Ford swung to a profit of $1.2 billion in the third quarter in the third quarter, swinging from a loss in the prior-year period.
Still, company executives said Thursday that they expect the UAW’s six-week walkout to cost it about $1.3 billion in operating profit this year, including $100 million in the third quarter. The strike targeted three U.S. factories, including the company’s truck plant in Kentucky, which is the company’s largest and among its most profitable.
Its shares finished Friday down 12%, ending at its lowest point since January 2021. The stock is down 13.7% for the week.
Amazon’s profit triples
Amazon.com (AMZN:NASDAQ) said profit tripled to nearly $10 billion from July to September as strong sales in its cloud-computing, advertising and retail units helped the company continue its rebound from post-pandemic lows.

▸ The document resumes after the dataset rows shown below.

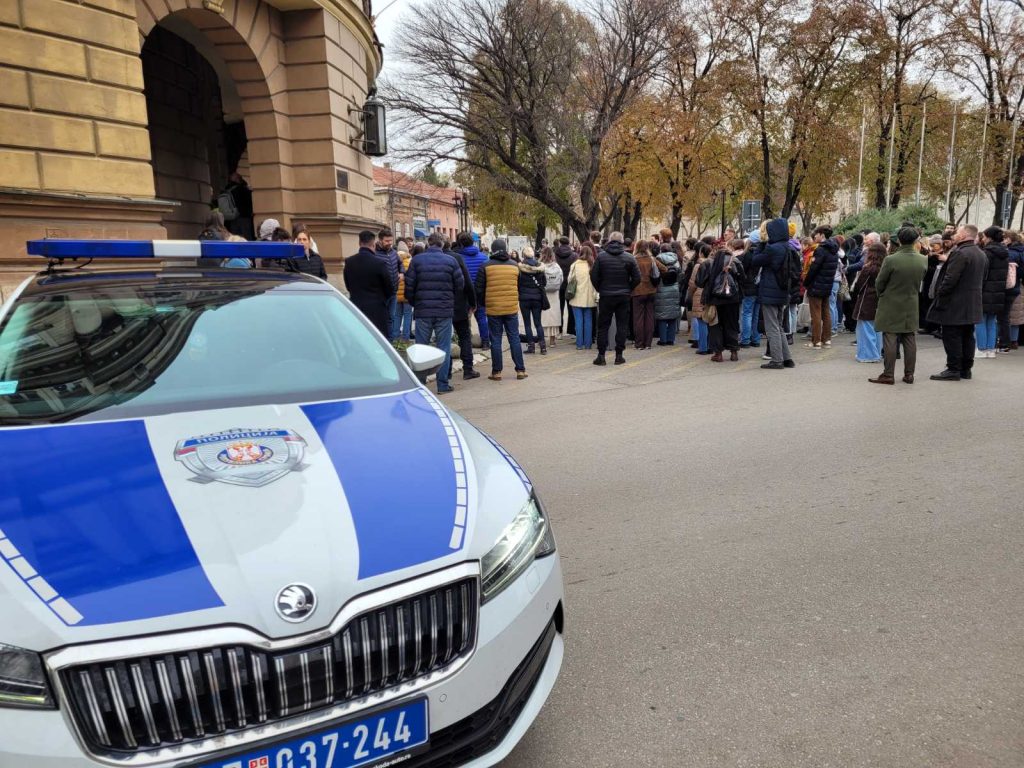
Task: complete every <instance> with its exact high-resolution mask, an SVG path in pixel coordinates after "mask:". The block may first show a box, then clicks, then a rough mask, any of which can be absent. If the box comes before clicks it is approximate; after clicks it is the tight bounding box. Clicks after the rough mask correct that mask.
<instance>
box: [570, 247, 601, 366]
mask: <svg viewBox="0 0 1024 768" xmlns="http://www.w3.org/2000/svg"><path fill="white" fill-rule="evenodd" d="M594 258H595V256H594V249H593V248H592V247H591V246H590V245H588V244H586V243H585V244H584V246H583V247H582V248H581V249H580V258H578V259H577V260H575V261H573V262H572V266H570V267H569V280H568V287H567V288H566V289H565V298H566V299H567V300H568V304H569V306H570V307H572V313H573V316H574V317H575V325H577V328H575V330H577V349H591V348H592V347H593V346H594V308H595V307H596V306H597V290H596V289H595V288H594V284H593V283H591V282H590V270H591V268H592V267H593V266H594Z"/></svg>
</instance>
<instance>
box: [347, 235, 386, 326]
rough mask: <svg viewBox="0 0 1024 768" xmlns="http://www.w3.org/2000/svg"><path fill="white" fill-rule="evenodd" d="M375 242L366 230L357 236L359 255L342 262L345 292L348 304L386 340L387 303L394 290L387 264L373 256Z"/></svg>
mask: <svg viewBox="0 0 1024 768" xmlns="http://www.w3.org/2000/svg"><path fill="white" fill-rule="evenodd" d="M376 240H377V236H376V234H375V233H374V232H372V231H370V230H369V229H365V230H364V231H361V232H359V252H358V253H357V254H355V255H354V256H349V257H348V258H347V259H345V288H347V289H348V297H349V298H350V299H351V300H352V303H353V304H355V306H357V307H358V308H359V311H361V312H362V313H364V314H365V315H367V319H369V321H370V322H371V323H373V324H374V325H375V326H376V327H377V330H378V331H380V332H381V333H382V334H384V338H385V339H386V338H388V333H389V331H390V326H391V322H390V317H389V316H388V301H389V300H390V298H391V295H392V294H393V293H394V288H393V284H392V283H391V273H390V272H389V271H388V268H387V264H385V263H384V262H383V261H381V259H380V258H378V256H377V254H376V253H374V241H376Z"/></svg>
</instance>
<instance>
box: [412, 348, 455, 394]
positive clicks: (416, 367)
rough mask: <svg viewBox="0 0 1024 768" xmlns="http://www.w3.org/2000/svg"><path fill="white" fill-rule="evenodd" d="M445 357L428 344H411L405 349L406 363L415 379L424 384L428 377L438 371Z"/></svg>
mask: <svg viewBox="0 0 1024 768" xmlns="http://www.w3.org/2000/svg"><path fill="white" fill-rule="evenodd" d="M446 357H447V355H446V354H445V353H444V352H442V351H441V350H440V349H438V348H437V347H432V346H430V345H429V344H413V345H412V346H410V347H409V348H407V349H406V361H407V362H408V364H409V367H410V368H411V369H412V370H413V373H414V374H416V378H417V379H419V380H420V381H421V382H423V383H424V384H426V383H427V377H428V376H432V375H433V374H436V373H437V372H438V371H440V369H441V366H443V365H444V360H445V358H446Z"/></svg>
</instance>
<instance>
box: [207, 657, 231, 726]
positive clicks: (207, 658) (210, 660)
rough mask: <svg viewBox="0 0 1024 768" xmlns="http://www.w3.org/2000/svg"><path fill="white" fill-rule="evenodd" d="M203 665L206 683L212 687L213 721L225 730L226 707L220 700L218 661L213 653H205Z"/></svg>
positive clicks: (215, 724)
mask: <svg viewBox="0 0 1024 768" xmlns="http://www.w3.org/2000/svg"><path fill="white" fill-rule="evenodd" d="M203 665H204V666H205V667H206V676H207V681H206V684H207V685H208V686H209V688H210V701H211V702H213V722H214V725H216V726H217V730H218V731H222V730H224V728H225V727H226V724H225V723H224V707H223V705H222V703H221V701H220V679H219V678H218V677H217V663H216V660H215V659H214V657H213V653H212V652H210V653H204V654H203Z"/></svg>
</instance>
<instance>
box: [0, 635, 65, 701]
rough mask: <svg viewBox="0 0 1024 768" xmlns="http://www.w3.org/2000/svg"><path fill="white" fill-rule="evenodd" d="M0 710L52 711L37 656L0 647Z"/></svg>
mask: <svg viewBox="0 0 1024 768" xmlns="http://www.w3.org/2000/svg"><path fill="white" fill-rule="evenodd" d="M0 707H38V708H52V707H53V697H52V696H51V695H50V686H49V684H48V683H47V682H46V672H45V671H44V670H43V659H42V657H41V656H40V655H39V654H38V653H35V652H33V651H31V650H22V649H20V648H15V647H14V646H12V645H4V644H3V643H0Z"/></svg>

The company’s revenue increased by 13% to $143.1 billion for its third quarter, beating Wall Street expectations. Profit was $9.9 billion, more than triple the result from the same period last year.
Chief Executive Andy Jassy said the company would reap tens of billions of dollars in revenue in the next several years as customers turn to generative AI opportunities available within its cloud-computing business
Its shares finished the week 2.6% higher.
Intel Stock Jumps After Results Beat Forecasts
Intel’s (INTC:NASDAQ) revenue and profits fell in its latest quarter as weak personal-computer and server sales damped the market for its chips.
Still, shares of the chip maker rose about 6% in after-hours trading as the company’s results and outlook topped analyst expectations amid signs that a PC recovery is starting to take hold and interest in artificial intelligence computation is growing.
The results are some of the strongest yet for Chief Executive Pat Gelsinger, who is more than two years into a turnaround aimed at rebuilding Intel into a chip-making powerhouse.
Intel’s stock finished the week 2.5% higher.
Alphabet disappointed investors with relatively weak cloud-computing sales
Google (GOOG:NASDAQ) reported its strongest business growth in more than a year but disappointed investors with relatively weak cloud-computing sales.
Google’s parent company Alphabet reported third-quarter revenue of $77 billion Tuesday, up 11% from the same period last year.
The results marked the third consecutive quarter of accelerating growth for the search giant following an economic slowdown that briefly caused a rare drop in the company’s advertising sales.
Google finished the week 9.5% lower.
Meta warns weaker ad spend could hurt profits
Shares in Meta Platforms (META:NASDAQ) fell 3.7% after a warning from the social-media giant about weaker spending on advertisements outweighed forecast-beating sales and profits.
Meta posted quarterly revenue of $34.15 billion with an income of $11.58 billion. The company also said it has substantially completed planned layoffs, with headcount down 25% on the year as of Sept. 30.
The shares are up 140% this year, but finished the week 4.1% lower.